On their return, they found that their manager, Sharon Osbourne’s dad Don Arden, had sold the band to someone else without their consent. The buyer, Pete Walsh, booked the band onto the cheesy cabaret circuit. Most of the band hated it, but Wayne was in his element.
He left shortly afterwards, to be replaced in early 1970 by Wood’s old friend Jeff Lynne who had already made two classic — if unsuccessful — albums of psychedelic pop with the Idle Race, the latter-day incarnation of the Nightriders.
This coincided with the release of The Move’s second album, Shazam, reflecting Wood’s new progressive direction — extended jams and chamber music interludes. He wanted to bring orchestral instruments into the band — to create an Electric Light Orchestra.
Lynne had turned down Wood’s offers before, but this was a project he could sign up for. The band had, contractually, to remain as The Move for two more albums, but in some ways they were already now a very different band with a very different lineup. The change was made formal in 1972, when they became ELO.
Typically Brummie
The story of the Move is a familiar one from the period – managers abusing their power over naive young musicians. But in retrospect, they were doomed to be short lived. Five talented members pulled in different directions. The Harold Wilson court case just widened the cracks.

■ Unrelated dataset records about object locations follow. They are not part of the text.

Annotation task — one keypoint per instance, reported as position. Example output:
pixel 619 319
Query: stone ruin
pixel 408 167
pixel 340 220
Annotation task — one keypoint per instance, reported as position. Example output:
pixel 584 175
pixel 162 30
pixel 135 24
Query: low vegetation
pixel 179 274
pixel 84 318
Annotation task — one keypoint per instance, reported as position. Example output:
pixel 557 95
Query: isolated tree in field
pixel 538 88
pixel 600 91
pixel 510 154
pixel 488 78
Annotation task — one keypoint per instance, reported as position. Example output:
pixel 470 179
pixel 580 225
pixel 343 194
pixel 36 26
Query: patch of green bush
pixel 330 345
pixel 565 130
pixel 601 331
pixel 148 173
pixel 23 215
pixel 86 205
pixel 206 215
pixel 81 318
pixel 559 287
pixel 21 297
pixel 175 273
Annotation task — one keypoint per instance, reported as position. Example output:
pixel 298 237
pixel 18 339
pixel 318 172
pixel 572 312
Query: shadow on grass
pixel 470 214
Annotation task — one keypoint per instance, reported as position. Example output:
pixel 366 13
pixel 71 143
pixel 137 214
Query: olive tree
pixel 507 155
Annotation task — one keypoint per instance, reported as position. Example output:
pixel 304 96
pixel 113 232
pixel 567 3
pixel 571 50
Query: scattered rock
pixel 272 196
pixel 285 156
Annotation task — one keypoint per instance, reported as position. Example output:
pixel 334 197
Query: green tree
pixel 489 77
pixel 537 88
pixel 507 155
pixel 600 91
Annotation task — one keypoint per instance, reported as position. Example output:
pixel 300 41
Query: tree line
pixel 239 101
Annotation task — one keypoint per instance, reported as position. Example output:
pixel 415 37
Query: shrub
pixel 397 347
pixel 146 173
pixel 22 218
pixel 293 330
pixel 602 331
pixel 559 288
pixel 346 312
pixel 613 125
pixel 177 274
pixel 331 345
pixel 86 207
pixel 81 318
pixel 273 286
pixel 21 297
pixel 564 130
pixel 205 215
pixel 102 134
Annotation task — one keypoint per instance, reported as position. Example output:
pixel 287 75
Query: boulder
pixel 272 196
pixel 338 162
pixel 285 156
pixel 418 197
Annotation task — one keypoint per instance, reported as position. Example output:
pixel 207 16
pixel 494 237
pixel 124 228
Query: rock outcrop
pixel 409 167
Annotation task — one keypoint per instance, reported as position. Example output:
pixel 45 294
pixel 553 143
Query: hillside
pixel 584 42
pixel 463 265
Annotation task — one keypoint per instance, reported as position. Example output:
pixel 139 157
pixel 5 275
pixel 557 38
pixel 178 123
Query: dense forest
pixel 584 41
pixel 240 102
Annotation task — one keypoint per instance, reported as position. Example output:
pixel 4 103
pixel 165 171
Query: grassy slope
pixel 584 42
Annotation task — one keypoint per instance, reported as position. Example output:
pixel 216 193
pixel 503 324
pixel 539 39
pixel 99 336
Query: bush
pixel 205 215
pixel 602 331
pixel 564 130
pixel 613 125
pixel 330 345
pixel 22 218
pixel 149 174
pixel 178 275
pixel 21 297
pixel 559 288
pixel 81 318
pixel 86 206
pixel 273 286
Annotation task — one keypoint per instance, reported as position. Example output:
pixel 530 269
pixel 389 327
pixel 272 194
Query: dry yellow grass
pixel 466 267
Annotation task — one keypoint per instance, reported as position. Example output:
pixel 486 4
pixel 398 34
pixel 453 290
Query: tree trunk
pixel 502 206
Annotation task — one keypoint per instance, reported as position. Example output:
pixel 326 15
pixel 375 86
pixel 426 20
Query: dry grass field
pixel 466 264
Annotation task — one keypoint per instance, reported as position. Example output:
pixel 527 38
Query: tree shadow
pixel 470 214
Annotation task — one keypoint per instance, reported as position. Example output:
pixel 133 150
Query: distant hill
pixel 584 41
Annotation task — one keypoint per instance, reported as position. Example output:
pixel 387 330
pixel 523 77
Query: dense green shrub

But during that 1966-1968 period, The Move were a unique thing; a bunch of kids from Yardley and Kitt’s Green, Winson Green and Aston, viewed as cool, credible and exciting, all at the peak of the Swinging Sixties.
It’s regularly argued in the music press that The Move are one of the most underrated bands of all time. Hendrix thought they were the best live act in Britain — something reflected in the Marquee recordings and BBC sessions.
Their debut deserves to sit alongside Young Soul Rebels, Handsworth Revolution or Paranoid as one of the greatest records to ever come out of this city. But it’s not just the missteps that dumped them in the Brummie memory hole. Their transition to ELO means The Move are often treated as a prelude to a more successful and long-lived act that, whatever its merits, was often deeply unfashionable. And Roy Wood’s talents as multi-instrumentalist, songwriter and producer are overshadowed by “I Wish it Could be Christmas Every Day” and collaborations with the Wombles.
But their influence is there, in progressive and glam rock, punk and indie. Their occasional vaguely metal sound is intriguing — surely the members of Sabbath saw them in their pomp. The Sex Pistols’ Glen Matlock cited the single "Fire Brigade" as the inspiration for God Save the Queen.
Today, it is Oasis who perhaps bear their stamp most obviously. I can’t find the original magazines, but in the Definitely Maybe era I read interviews in which Noel Gallagher talked about his love for Wood’s songwriting, citing the combination of gnarly guitars and Beatles-esque tunes as a template. Given that Slade and ELO are other influences, there’s a strong Midlands bent to this allegedly most northern of bands.
This whole story of The Move’s underachievement and self-sabotage all feels very typically Brummie. During their 60th anniversary year, perhaps it’s time to rediscover and celebrate them, no matter how short and chaotic their halcyon days were.